Projects
Recent and Future Publications & Recordings
Recent Publications
Early Sound Recordings: Academic Research and Practice - 1st Edition
routledge.com
David Milsom, ‘Understanding Joseph Joachim’s Style and Practice: Recordings as a Research Tool’, in Eva Moreda Rodriguez & Inja Stanovic (eds.) Early Sound Recordings: Academic Research & Practice (Routledge, London, 2023)
Romantic Violin Performing Practices – A Handbook
Boydell, Woodbridge, 2020
This book discusses key issues (and barriers) of putting into practice nineteenth-century violin performing practices. It deals with a number of well-known problems concerning romantic performance including the widely perceived 'gap' between scholarship and the act of performance.
Recent Recordings
David Milsom (violin) & Inja Stanovic (piano), Austro-German Revivals – (Re)constructing Acoustic Recordings (Pennine Records, Huddersfield, PR02, 2022) - Pennine Records (hud.ac.uk)
David Milsom (violin), Helena Ruinard (violin), Ellis Thompson (viola), Douglas Badger (cello), Richard Casey (piano), Borealis Chamber Choir and soloists (dir. Stephen Muir), Robert Fürstenthal Der Sonnengesang des Heiligen Franz von Assisi (Toccata Classics, 2022) Robert Fürstenthal: Complete Choral Music, vol. 1 – Borealis (borealis-choir.org)
Future Projects
A book chapter for the AHRC TCHIP project (University of Oxford), reflecting on aspects of historical string sonority and reflecting on the ‘Accordes!’ string orchestra project undertaken in Oxford in August-September 2019 still awaits final editorial completion but should be published in 2025.
David’s forthcoming research outputs (and recordings) are presently linked to The West Riding Ensemble which acts as a hub of activity independent of the Higher Education sector, whilst providing academic content relevant to it.
In January 2025, initially on Youtube but possibly on other platforms as well, will be two recordings of J. S. Bach’s Concerto in D Minor for 2 violins. These are part of a ‘Bach Double’ Project David has undertaken with his student-cum-chamber music partner, Maria Nikolaeva. The first part of this is a modern recording, complete, with pianoforte accompaniment, and featuring the finale cadenza by Joseph Hellmesberger, inspired by the 1928 Czech HMV recording by Arnold and Alma Rose. Piano accompaniment (from the C. F. Peters edition edited by Andreas Moser) is by David’s PhD student, Jonathan Gooing, who at the time of writing is studying late-romantic piano accompaniment and piano chamber music playing. The audio recording is on period instruments: a Broadwood grand of 1897, and the violins strung with thick, unwound gut upper strings, as was common until the 1920s. The performance is rare for its inclusion of the cadenza, and also for introducing a young player (aged 16 when the recording was made in March, 2024) to nineteenth-century period instruments and stylistic practices: an obvious throughput of Milsom’s aspirations set in his 2020 monograph.
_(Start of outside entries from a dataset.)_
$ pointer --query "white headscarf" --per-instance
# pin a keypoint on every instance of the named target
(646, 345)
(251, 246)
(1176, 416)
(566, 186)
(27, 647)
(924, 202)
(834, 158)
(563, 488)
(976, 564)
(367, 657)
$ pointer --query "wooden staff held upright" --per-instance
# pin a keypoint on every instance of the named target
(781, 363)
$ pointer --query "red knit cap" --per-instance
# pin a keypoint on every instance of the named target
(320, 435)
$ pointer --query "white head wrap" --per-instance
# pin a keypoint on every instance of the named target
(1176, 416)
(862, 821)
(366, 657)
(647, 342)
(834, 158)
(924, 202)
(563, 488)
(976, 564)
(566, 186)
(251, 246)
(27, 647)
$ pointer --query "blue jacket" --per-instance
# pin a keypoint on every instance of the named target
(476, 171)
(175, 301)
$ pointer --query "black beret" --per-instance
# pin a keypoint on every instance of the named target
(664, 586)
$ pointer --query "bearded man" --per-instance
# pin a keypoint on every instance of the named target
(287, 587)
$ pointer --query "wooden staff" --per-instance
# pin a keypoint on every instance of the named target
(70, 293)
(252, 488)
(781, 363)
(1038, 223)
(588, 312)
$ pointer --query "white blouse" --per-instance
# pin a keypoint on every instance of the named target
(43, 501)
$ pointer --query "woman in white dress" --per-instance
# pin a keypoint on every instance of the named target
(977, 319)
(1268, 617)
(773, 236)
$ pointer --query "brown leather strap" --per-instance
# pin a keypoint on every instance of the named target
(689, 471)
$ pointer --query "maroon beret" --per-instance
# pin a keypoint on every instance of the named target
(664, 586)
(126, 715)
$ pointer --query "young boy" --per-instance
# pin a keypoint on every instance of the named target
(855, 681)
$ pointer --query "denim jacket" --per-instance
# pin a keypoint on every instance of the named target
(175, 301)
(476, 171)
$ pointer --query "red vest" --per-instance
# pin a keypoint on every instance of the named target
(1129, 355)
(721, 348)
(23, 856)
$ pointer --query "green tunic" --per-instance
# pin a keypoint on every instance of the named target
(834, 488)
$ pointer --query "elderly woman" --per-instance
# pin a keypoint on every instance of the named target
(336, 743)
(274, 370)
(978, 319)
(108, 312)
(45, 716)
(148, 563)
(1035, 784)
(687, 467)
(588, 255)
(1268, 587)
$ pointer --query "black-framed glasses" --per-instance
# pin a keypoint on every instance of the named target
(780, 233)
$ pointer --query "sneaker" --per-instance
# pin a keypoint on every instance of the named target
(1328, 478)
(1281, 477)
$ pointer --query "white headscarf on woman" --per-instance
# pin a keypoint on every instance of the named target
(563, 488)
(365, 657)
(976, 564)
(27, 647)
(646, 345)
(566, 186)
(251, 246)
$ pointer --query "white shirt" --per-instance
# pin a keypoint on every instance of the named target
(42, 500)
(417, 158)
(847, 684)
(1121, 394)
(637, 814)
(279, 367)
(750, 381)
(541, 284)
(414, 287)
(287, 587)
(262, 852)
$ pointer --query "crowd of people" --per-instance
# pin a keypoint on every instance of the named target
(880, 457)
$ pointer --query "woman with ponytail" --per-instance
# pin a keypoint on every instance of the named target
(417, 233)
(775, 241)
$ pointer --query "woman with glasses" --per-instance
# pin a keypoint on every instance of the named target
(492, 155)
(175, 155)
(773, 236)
The second recording, also initially destined for Youtube, is an acoustic/mechanical recording of the finale of the concerto on 2 10-inch sides, made in August 2024 with Duncan Miller of Vulcan Records, by a process very similar to that of c.1910. The recording includes on the second record the complete Hellmesberger cadenza (and a truncated final tutti), and on the first an abridged version of the pre-cadenza portion of the movement, to fit the side lengths. This is almost certainly the first time a player of Maria Nikolaeva’s age has made an acoustic recording since the mid 1920s: the recordings are the subject of a research paper for the Early Recordings Association, and online and live academic discussion (including a research seminar at the University of Huddersfield on February 12, 2025, in which David is joined by Maria, and his wife, pianist Ruth Milsom, who accompanied the acoustic recording.
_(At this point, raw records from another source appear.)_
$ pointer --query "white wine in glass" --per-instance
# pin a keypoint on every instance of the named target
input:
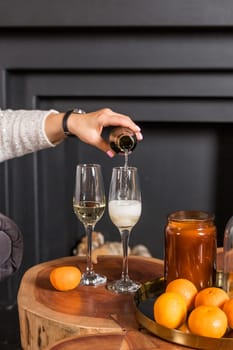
(124, 208)
(89, 205)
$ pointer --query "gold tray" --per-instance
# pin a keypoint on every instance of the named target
(144, 299)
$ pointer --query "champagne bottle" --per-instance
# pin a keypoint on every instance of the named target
(122, 140)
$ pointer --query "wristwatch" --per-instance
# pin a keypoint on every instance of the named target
(66, 117)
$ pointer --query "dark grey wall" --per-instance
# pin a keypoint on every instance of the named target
(168, 64)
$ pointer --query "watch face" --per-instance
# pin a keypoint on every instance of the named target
(79, 111)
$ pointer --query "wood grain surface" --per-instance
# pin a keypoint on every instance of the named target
(47, 315)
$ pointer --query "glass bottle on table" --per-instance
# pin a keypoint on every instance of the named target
(89, 205)
(228, 258)
(122, 140)
(191, 248)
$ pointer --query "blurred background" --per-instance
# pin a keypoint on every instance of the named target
(167, 64)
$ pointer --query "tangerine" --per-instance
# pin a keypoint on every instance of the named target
(185, 288)
(208, 321)
(170, 310)
(211, 296)
(228, 309)
(65, 278)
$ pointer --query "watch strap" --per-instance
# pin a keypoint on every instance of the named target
(65, 120)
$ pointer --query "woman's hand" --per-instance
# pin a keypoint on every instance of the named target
(88, 127)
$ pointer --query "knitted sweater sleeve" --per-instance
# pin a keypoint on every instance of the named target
(22, 132)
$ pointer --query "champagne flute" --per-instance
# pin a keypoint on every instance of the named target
(89, 205)
(125, 210)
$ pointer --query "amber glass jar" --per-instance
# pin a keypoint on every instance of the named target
(190, 247)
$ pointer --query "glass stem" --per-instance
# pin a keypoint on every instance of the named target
(125, 244)
(89, 268)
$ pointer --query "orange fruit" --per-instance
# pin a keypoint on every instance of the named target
(228, 309)
(170, 310)
(208, 321)
(185, 288)
(65, 278)
(211, 296)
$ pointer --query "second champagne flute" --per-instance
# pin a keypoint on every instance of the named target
(125, 210)
(89, 205)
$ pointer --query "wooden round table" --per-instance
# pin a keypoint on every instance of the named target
(47, 315)
(52, 320)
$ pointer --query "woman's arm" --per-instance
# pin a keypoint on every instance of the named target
(27, 131)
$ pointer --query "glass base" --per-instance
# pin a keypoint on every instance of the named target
(123, 286)
(93, 279)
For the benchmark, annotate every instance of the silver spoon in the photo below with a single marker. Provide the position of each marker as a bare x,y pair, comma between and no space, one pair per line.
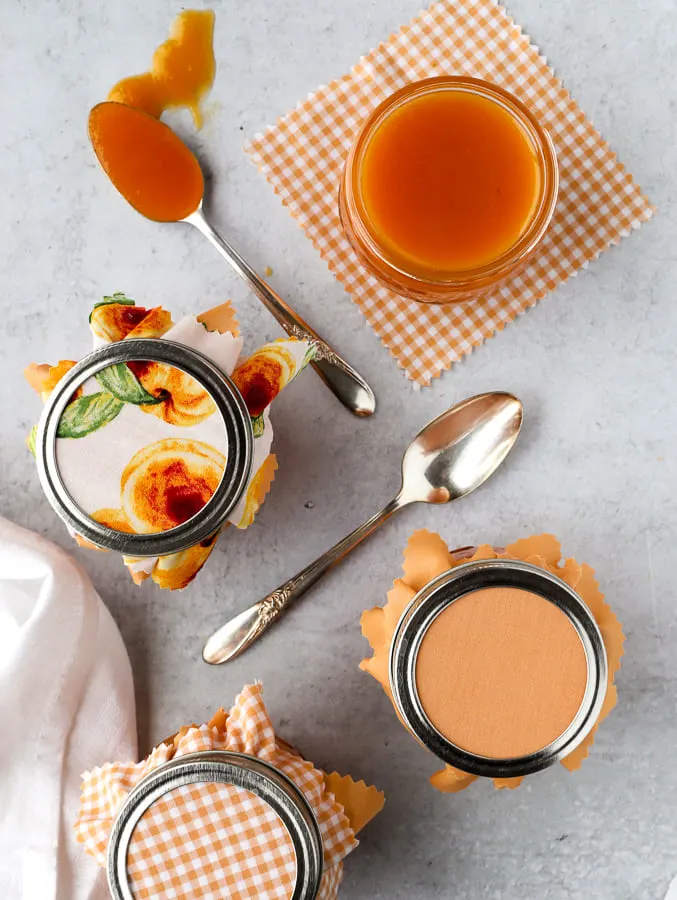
345,383
449,458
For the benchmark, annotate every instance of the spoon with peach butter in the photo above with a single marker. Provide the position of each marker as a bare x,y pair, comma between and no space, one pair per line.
161,178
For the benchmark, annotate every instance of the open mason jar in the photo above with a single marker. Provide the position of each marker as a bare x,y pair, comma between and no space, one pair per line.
448,189
140,471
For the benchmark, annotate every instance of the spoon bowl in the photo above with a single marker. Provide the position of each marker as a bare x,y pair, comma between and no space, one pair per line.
452,456
456,452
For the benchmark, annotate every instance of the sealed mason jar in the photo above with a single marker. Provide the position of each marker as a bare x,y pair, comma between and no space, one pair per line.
223,809
448,189
500,663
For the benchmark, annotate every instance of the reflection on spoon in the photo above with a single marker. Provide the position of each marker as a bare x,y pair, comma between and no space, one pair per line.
159,176
453,455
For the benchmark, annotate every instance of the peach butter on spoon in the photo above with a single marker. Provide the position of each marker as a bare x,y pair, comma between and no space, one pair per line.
161,178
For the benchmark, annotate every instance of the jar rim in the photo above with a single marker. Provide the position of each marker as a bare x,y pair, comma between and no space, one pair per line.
461,279
239,436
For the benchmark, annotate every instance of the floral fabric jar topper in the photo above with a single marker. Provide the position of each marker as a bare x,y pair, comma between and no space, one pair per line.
140,446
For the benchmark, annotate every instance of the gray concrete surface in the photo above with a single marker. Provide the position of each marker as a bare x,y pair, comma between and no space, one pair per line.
594,364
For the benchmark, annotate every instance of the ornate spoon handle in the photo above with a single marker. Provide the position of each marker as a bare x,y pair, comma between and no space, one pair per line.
345,383
244,629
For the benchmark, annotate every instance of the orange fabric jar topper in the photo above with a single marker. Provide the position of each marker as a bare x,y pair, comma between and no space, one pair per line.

The concerto was also performed by David and Maria ‘live’, complete, in the University of Huddersfield’s concert series of 2024-2025, and was destined to be one of the very last concerts in this series before it was discontinued. The performance was accompanied by the student string orchestra, and friends: see: https://www.hud.ac.uk/performance/april/
The finale of the concerto was performed at St John’s Ranmoor, Sheffield in May, 2024 (piano accompaniment, Philip Collin) and in September 2024 at Firth Park Library, Sheffield (piano accompaniment Ruth Milsom) in an outreach event for Classical Sheffield.
In May, 2025, West Riding Ensemble will be making a full professional (sound and video) recording of Tchaikovsky Souvenir de Florence (David Milsom & Maria Nikolaeva, violins, Ben Kearsley & Charlotte Kenyon, violas, George Kennaway and Douglas Badger, cellos) and Shostakovich String Quartet no. 8 (violin 1 Maria Nikolaeva, violin 2 David Milsom, viola Charlotte Kenyon, cello George Kennaway), for initial Youtube and later CD/digital download release.